What should I do if I've committed blaspheme terribly? I was baptized when I was six (I think), and I've gotten closer to God, left, gotten closer, and left. Blaspheme is something I struggle with. Why do I do these things? I'm fourteen now.
Watching My Mouth
Dear Watching My Mouth,
We can be forgiven for using the Lord’s name in vain… but only if we repent and turn to the Lord. God has provided a means for all sins to be forgiven – His Son’s blood. When we become christians (read “What Must I Do To Be Saved?” for details on how to become a christian – this is important because part of becoming a christian involves mature, adult choices that were impossible for a six-year-old to make), all sins are forgiven, even our previous blasphemy against God. There is no single act that is so evil that Jesus’ blood can’t wash it away (1 Jn 1:7). Many of the first-century christians had horrible sins in their pasts (1 Cor 6:9-11).

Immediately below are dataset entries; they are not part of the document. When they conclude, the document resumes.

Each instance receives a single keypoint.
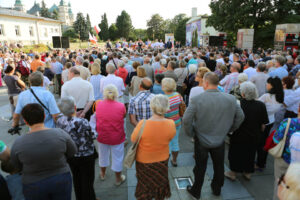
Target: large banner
(190, 28)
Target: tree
(113, 32)
(55, 14)
(261, 15)
(180, 32)
(44, 12)
(80, 26)
(156, 27)
(124, 24)
(104, 33)
(88, 24)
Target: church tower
(71, 16)
(19, 6)
(64, 13)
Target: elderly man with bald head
(139, 106)
(231, 80)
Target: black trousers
(261, 153)
(242, 157)
(83, 171)
(58, 83)
(201, 156)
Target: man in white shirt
(260, 79)
(84, 72)
(112, 79)
(81, 90)
(250, 71)
(229, 81)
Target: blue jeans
(58, 187)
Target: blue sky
(139, 10)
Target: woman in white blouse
(273, 100)
(199, 78)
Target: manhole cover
(183, 182)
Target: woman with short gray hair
(110, 116)
(83, 163)
(244, 141)
(152, 155)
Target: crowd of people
(76, 104)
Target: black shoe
(189, 189)
(216, 192)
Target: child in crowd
(14, 181)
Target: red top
(122, 73)
(110, 122)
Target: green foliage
(156, 27)
(180, 31)
(80, 27)
(44, 12)
(124, 25)
(104, 33)
(113, 32)
(55, 14)
(70, 33)
(261, 15)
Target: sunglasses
(281, 181)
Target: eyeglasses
(281, 182)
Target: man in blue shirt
(280, 71)
(26, 97)
(57, 69)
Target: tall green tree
(44, 12)
(156, 27)
(80, 26)
(180, 32)
(55, 14)
(124, 24)
(104, 33)
(113, 32)
(261, 15)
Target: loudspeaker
(65, 42)
(56, 42)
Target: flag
(93, 39)
(97, 29)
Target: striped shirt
(173, 113)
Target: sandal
(123, 178)
(230, 176)
(174, 164)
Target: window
(17, 30)
(31, 31)
(46, 32)
(1, 29)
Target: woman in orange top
(153, 152)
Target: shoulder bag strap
(287, 129)
(31, 90)
(141, 132)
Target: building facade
(21, 28)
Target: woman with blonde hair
(136, 81)
(110, 116)
(289, 184)
(152, 155)
(175, 99)
(199, 78)
(96, 79)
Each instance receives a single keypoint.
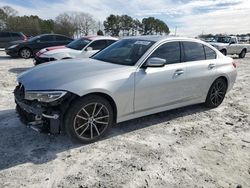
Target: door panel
(158, 87)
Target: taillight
(24, 37)
(234, 64)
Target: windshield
(78, 44)
(34, 38)
(124, 52)
(223, 39)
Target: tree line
(75, 24)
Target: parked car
(27, 49)
(79, 48)
(229, 45)
(7, 37)
(134, 77)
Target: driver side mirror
(89, 49)
(155, 62)
(231, 42)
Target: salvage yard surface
(188, 147)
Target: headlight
(13, 46)
(44, 96)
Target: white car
(229, 45)
(80, 48)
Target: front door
(161, 86)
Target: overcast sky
(190, 17)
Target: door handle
(179, 72)
(211, 66)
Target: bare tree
(9, 11)
(85, 23)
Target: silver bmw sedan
(133, 77)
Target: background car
(28, 48)
(79, 48)
(134, 77)
(7, 37)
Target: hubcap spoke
(96, 128)
(81, 126)
(81, 117)
(102, 117)
(84, 130)
(85, 112)
(98, 111)
(91, 121)
(100, 122)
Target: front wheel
(242, 54)
(88, 119)
(25, 53)
(216, 93)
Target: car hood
(218, 44)
(53, 51)
(59, 74)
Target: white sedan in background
(80, 48)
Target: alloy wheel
(218, 92)
(91, 121)
(25, 53)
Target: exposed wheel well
(244, 50)
(224, 78)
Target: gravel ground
(188, 147)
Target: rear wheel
(89, 119)
(243, 53)
(224, 52)
(25, 53)
(216, 93)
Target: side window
(62, 38)
(98, 45)
(109, 42)
(193, 51)
(47, 38)
(16, 35)
(233, 41)
(210, 54)
(4, 34)
(169, 51)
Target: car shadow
(19, 70)
(20, 145)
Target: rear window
(62, 38)
(210, 54)
(169, 51)
(193, 51)
(4, 34)
(47, 38)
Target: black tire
(25, 53)
(216, 93)
(243, 53)
(79, 121)
(224, 52)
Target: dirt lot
(188, 147)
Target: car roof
(52, 35)
(159, 38)
(95, 37)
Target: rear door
(5, 38)
(201, 64)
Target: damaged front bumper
(42, 117)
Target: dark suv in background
(7, 37)
(28, 48)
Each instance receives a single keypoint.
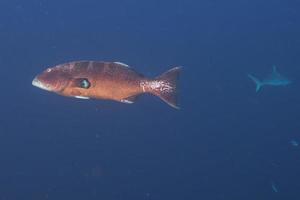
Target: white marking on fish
(126, 101)
(123, 64)
(161, 86)
(81, 97)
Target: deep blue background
(227, 142)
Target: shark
(274, 79)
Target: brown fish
(107, 80)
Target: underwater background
(226, 142)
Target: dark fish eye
(82, 83)
(85, 84)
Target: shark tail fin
(256, 81)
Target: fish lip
(37, 83)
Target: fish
(274, 79)
(107, 81)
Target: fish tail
(165, 86)
(256, 81)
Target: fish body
(107, 80)
(275, 79)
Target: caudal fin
(165, 86)
(256, 81)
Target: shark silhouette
(274, 79)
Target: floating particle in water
(294, 143)
(274, 187)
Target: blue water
(226, 142)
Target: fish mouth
(37, 83)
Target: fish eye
(85, 83)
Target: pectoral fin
(130, 99)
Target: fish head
(53, 79)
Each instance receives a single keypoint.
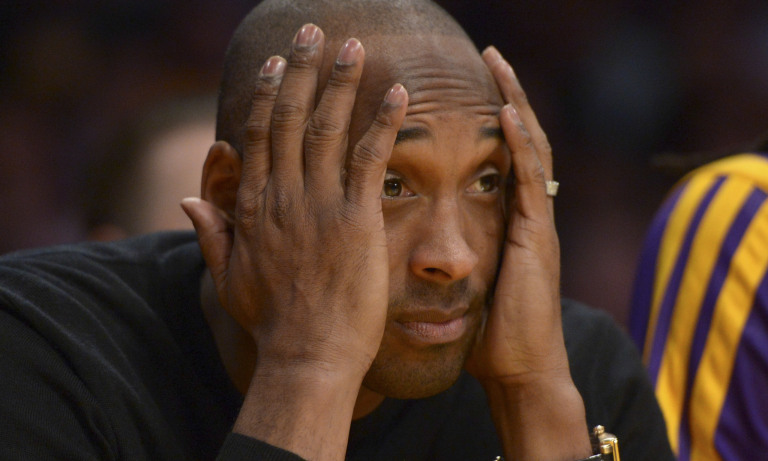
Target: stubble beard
(403, 372)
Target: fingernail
(493, 52)
(396, 95)
(273, 67)
(350, 52)
(513, 113)
(307, 35)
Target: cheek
(486, 227)
(398, 245)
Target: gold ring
(552, 187)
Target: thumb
(214, 234)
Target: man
(700, 306)
(342, 311)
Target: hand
(522, 337)
(520, 357)
(304, 268)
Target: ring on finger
(551, 188)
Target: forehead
(441, 73)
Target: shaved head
(269, 28)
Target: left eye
(486, 184)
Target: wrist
(540, 419)
(305, 411)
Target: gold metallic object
(608, 444)
(552, 187)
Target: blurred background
(614, 82)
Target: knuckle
(546, 147)
(280, 206)
(343, 77)
(288, 112)
(366, 155)
(323, 128)
(518, 94)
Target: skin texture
(334, 287)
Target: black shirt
(105, 354)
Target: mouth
(432, 327)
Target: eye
(394, 187)
(486, 184)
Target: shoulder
(617, 393)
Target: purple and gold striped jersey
(700, 310)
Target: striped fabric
(700, 311)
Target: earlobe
(221, 177)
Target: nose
(443, 254)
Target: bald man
(376, 221)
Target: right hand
(303, 266)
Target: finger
(530, 191)
(368, 164)
(214, 236)
(327, 134)
(294, 104)
(256, 150)
(513, 93)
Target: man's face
(442, 201)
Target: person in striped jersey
(700, 309)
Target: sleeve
(617, 393)
(238, 447)
(700, 311)
(39, 394)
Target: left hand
(520, 356)
(522, 339)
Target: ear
(221, 177)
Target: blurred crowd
(614, 83)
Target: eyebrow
(492, 133)
(410, 134)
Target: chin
(400, 378)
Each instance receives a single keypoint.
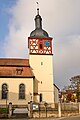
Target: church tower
(41, 62)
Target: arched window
(21, 91)
(4, 91)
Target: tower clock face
(47, 43)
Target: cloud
(61, 20)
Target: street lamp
(6, 92)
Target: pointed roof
(38, 32)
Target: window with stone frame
(4, 91)
(21, 91)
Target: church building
(25, 80)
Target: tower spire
(37, 8)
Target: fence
(43, 110)
(55, 110)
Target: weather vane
(37, 8)
(37, 4)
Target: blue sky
(4, 21)
(60, 18)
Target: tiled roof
(15, 68)
(14, 62)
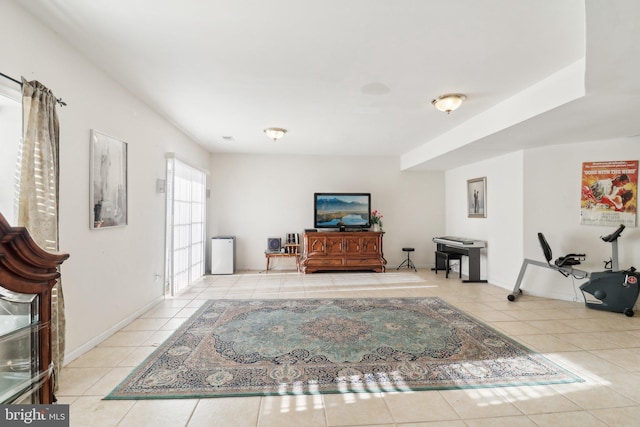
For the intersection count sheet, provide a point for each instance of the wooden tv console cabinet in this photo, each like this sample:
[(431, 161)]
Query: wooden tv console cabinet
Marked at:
[(337, 251)]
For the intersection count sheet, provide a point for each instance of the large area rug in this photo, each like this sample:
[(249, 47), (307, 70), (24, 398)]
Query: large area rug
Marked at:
[(266, 347)]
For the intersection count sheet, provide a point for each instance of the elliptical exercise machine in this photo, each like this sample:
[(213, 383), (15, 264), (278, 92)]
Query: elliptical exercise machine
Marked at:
[(610, 290)]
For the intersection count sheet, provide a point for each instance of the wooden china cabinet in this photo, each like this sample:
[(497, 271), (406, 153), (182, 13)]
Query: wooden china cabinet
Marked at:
[(27, 276), (339, 251)]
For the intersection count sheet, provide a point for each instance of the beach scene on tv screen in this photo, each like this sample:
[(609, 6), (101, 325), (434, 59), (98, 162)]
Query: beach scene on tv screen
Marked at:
[(333, 211)]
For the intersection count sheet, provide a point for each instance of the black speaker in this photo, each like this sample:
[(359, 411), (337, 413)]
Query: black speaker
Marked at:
[(274, 244)]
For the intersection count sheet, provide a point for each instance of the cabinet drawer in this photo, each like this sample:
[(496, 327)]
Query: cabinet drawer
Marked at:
[(324, 262), (362, 261)]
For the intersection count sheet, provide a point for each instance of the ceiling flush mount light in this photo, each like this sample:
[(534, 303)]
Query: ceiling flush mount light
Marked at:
[(448, 102), (275, 133)]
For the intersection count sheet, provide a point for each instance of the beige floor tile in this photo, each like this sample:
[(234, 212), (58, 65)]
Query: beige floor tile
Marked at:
[(619, 417), (228, 411), (107, 383), (584, 363), (521, 421), (292, 411), (419, 407), (159, 413), (126, 339), (626, 358), (145, 325), (480, 403), (94, 412), (76, 381), (596, 397), (545, 343), (567, 419), (537, 399), (435, 424), (356, 409), (102, 357), (137, 356), (516, 328)]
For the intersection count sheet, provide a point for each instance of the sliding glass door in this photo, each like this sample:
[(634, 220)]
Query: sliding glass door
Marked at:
[(186, 189)]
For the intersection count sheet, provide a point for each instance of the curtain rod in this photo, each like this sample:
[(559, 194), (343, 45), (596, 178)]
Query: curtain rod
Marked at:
[(59, 100)]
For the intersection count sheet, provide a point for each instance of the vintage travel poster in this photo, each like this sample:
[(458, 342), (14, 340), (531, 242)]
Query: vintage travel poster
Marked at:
[(609, 193)]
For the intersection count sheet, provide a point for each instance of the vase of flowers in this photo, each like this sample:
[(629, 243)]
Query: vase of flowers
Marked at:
[(376, 220)]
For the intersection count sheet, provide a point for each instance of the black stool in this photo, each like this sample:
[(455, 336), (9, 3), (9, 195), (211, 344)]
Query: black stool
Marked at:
[(407, 261), (446, 257)]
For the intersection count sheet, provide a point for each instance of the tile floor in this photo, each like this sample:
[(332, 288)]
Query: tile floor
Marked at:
[(603, 348)]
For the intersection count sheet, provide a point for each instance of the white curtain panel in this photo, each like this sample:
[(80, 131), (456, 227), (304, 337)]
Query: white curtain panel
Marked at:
[(38, 192)]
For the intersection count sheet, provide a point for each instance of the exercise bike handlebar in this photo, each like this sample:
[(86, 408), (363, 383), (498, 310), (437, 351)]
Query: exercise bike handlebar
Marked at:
[(613, 236)]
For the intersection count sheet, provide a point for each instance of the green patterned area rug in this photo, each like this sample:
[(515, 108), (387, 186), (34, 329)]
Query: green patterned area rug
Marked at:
[(300, 346)]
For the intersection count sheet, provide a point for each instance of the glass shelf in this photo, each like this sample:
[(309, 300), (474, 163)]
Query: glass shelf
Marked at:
[(19, 329)]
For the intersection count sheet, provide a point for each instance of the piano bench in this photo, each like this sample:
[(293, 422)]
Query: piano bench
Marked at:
[(446, 257)]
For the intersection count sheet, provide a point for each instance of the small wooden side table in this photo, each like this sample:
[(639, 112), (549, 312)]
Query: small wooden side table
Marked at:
[(295, 255)]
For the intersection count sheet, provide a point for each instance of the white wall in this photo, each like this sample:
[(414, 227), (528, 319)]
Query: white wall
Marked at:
[(502, 227), (539, 191), (257, 197), (110, 275), (552, 206)]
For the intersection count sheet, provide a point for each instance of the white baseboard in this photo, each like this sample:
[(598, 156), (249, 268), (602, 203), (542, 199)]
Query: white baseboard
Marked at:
[(71, 356)]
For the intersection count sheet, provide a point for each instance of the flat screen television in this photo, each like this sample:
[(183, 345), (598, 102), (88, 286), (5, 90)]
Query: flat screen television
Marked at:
[(336, 210)]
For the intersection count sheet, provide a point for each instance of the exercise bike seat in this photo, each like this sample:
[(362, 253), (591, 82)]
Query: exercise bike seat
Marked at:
[(564, 261), (613, 236)]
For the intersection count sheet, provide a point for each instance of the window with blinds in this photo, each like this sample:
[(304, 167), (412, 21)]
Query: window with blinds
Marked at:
[(10, 138), (186, 192)]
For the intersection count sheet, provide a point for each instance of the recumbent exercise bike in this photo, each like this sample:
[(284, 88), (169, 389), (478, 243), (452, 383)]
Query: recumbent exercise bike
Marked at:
[(612, 290)]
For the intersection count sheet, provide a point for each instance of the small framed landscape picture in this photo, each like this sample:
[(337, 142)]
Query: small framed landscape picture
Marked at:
[(108, 190), (477, 197)]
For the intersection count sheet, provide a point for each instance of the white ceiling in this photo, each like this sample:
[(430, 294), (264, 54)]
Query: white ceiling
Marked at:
[(355, 77)]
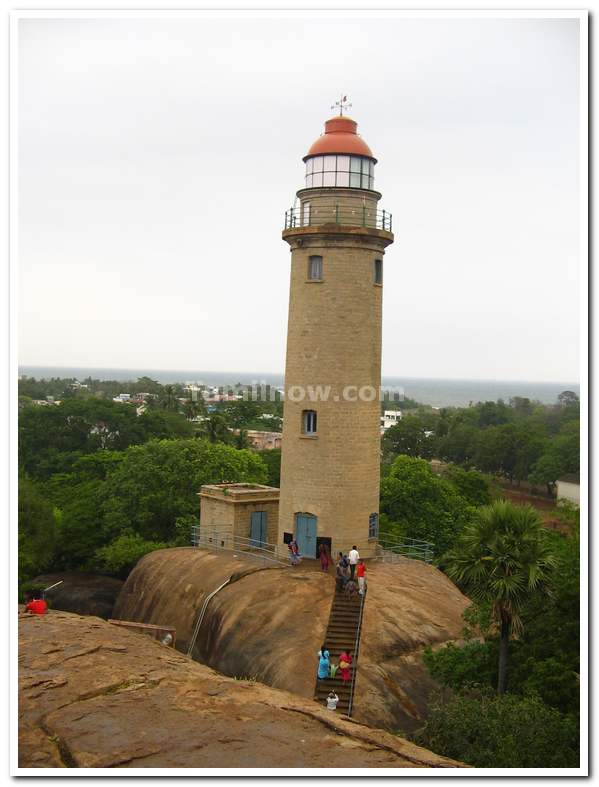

The key is to get up every time you fall down (Pr 24:16). Continue to work on cleaning up your language, and you will eventually succeed.
Temptation and trials – what is the different between the two? Who gives us trials or do we put ourselves in them? Who gives us temptations or do we put ourselves in them? Why do we go through both? Is it a test for us to pass or to build us up spiritually?
The Bible says that God never tempts us to do evil (Jas 1:13). God never purposefully puts us in a situation with a desire for us to sin. The devil wants to devour you with sin, but God never does (1 Pet 5:8). However, God does put us in situations in order to find out what we are made of. God tested Abraham when He asked Abraham to sacrifice Isaac (Gen 22:1). God put Abraham in a position where he could succeed or fail – but the key is that God wanted him to succeed (Gen 22:14-18). Abraham was tried by God (Heb 11:17), so God could bless him. God may put us in circumstances that are difficult, but His desire is always to benefit us.
On the other hand, the devil tempts us for the purpose of destroying us – just like he did with Jesus in the wilderness (Matt 4:1). That is why God promises us that He will never allow the devil to tempt us beyond what we are able to handle (1 Cor 10:13). The devil tries to set us up for failure, and the Lord tries to set us up for success.